6. Language was given us that we might say pleasant things to each other.

+Explanation+.—That, introducing a clause of purpose, is a mere conjunction.

7. Spiders have many eyes in order that they may see in many directions at one time.

+Explanation+.—The phrases in order that, so that = that.

8. The ship-canal across the Isthmus of Suez was dug so that European
vessels need not sail around the Cape of Good Hope to reach the Orient.
9. The air draws up vapors from the sea and the land, and retains them
dissolved in itself or suspended in cisterns of clouds, that it may drop
them as rain or dew upon the thirsty earth.

The +adverb clause+ may express +concession+.

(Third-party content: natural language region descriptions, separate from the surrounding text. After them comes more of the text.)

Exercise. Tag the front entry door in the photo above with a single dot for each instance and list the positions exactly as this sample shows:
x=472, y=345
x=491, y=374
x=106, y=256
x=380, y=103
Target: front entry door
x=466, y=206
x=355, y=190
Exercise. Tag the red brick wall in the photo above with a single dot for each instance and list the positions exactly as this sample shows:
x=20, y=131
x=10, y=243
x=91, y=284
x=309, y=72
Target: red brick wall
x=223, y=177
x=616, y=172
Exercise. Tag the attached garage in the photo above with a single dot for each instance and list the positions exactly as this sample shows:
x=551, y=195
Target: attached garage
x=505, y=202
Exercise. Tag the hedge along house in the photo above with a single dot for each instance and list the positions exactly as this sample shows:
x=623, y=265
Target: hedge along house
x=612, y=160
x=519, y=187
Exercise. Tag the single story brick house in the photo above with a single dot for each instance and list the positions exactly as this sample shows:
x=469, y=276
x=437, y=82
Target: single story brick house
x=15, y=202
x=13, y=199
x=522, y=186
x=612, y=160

10. Although the brain is only one-fortieth of the body, about one-sixth of
the blood is sent to it.
11. Though the atmosphere presses on us with a load of fifteen pounds on
every square inch of surface, still we do not feel its weight.
12. Though thou shouldst bray a fool in a mortar, yet will not his
foolishness depart from him.
13. If the War of the Roses did not utterly destroy English freedom, it
arrested its progress for a hundred years.

+Explanation+.—If here = even if = though.

14. Though many rivers flow into the Mediterranean, they are not sufficient to make up the loss caused by evaporation.